L’aumento del fenomeno migratorio negli ultimi anni ha gradualmente trasformato l’Italia in una nazione sempre più multiculturale simile, in tal senso, alla maggior parte dei paesi europei. A seguito di questo cambiamento demografico, ed in risposta alla necessità di garantire l’accesso ai servizi pubblici e di promuovere politiche di integrazione nella società ospitante, a favore degli immigranti e di chi parla una lingua straniera, negli ultimi due decenni nasce in Italia la professione di “mediazione linguistica e culturale”.
In questo contesto, per “mediazione” si intende un’attività proattiva che si distingue dalla mera traduzione ed interpretazione: mira ad aggirare le barriere culturali e linguistiche che impediscono agli immigrati di integrarsi gradualmente nella società italiana. Il “mediatore” quindi facilita il processo di comunicazione tra coloro che parlano la lingua italiana e coloro che non la parlano, impedendo il sorgere di eventuali conflitti ed incomprensioni derivanti dalla mancanza di conoscenza delle istituzioni e della cultura italiana (e viceversa).
In pratica, i compiti specifici del mediatore culturale oggi includono: aiuto nelle gestione di pratiche burocratiche, supporto nella formulazione delle richieste di asilo e protezione internazionale, facilitazione nell’interazione con altri bambini o discenti nelle scuole ecc. In tal senso, il mediatore linguistico e culturale svolge un ruolo fondamentale in diversi ambiti quali l’istruzione, la salute, i servizi sociali e in molti altri settori come il volontariato offrendo servizi di assistenza e supporto linguistico e sociale (cfr. la mediazione linguistica e culturale).

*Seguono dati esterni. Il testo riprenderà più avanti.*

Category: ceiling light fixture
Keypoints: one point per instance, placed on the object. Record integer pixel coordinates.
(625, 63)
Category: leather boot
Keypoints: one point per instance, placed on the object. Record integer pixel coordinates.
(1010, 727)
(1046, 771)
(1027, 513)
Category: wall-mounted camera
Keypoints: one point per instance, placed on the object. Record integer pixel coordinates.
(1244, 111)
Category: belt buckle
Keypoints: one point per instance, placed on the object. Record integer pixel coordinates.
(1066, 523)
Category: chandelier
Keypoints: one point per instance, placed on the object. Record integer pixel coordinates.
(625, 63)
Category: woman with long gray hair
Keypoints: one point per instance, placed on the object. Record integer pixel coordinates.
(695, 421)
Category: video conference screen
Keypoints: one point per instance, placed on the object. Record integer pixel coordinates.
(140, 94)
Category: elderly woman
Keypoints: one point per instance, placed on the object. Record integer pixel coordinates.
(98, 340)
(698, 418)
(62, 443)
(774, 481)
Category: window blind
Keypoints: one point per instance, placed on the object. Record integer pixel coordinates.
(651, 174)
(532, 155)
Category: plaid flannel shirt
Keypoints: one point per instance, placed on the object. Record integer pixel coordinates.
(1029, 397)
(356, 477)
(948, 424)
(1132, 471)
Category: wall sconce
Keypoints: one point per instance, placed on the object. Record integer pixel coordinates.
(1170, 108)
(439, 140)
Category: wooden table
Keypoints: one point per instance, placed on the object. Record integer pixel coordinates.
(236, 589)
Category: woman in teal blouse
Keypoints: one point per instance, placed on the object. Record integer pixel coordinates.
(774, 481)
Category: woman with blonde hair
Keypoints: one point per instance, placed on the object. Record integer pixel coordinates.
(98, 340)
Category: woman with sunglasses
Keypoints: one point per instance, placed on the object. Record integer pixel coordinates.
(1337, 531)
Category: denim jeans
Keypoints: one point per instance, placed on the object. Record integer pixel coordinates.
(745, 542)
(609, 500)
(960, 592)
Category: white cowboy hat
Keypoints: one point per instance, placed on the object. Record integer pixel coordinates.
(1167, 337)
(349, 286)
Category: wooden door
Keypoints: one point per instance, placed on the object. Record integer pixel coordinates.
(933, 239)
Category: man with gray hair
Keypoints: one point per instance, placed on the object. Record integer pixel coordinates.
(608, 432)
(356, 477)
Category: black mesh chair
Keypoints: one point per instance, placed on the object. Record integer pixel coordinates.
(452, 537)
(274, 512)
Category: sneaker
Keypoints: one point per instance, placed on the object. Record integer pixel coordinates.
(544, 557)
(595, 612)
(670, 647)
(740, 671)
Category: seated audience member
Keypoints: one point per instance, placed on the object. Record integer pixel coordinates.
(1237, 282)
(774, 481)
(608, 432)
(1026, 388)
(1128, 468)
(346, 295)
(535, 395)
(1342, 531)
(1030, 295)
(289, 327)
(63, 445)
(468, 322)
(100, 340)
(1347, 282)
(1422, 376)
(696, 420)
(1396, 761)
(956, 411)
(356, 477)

In conclusione, il campo semantico del termine italiano “mediazione linguistica e culturale” sembra sovrapporsi per alcuni versi all’anglosassone “Community Interpreting” (interpretariato di comunità). Tuttavia, il ruolo professionale del “mediatore culturale” in Italia, soprattutto nelle sue implicazioni pratiche, necessita ancora di un’ulteriore delimitazione operativa del proprio ruolo e di maggiore chiarezza nella sua stessa definizione. Inoltre, sarebbe quantomeno opportuno ridurre il divario esistente tra le implicazioni pratiche del ruolo del “mediatore linguistico” e gli interessanti sviluppi della (ancor più recente) “mediazione linguistica” intesa come disciplina accademica.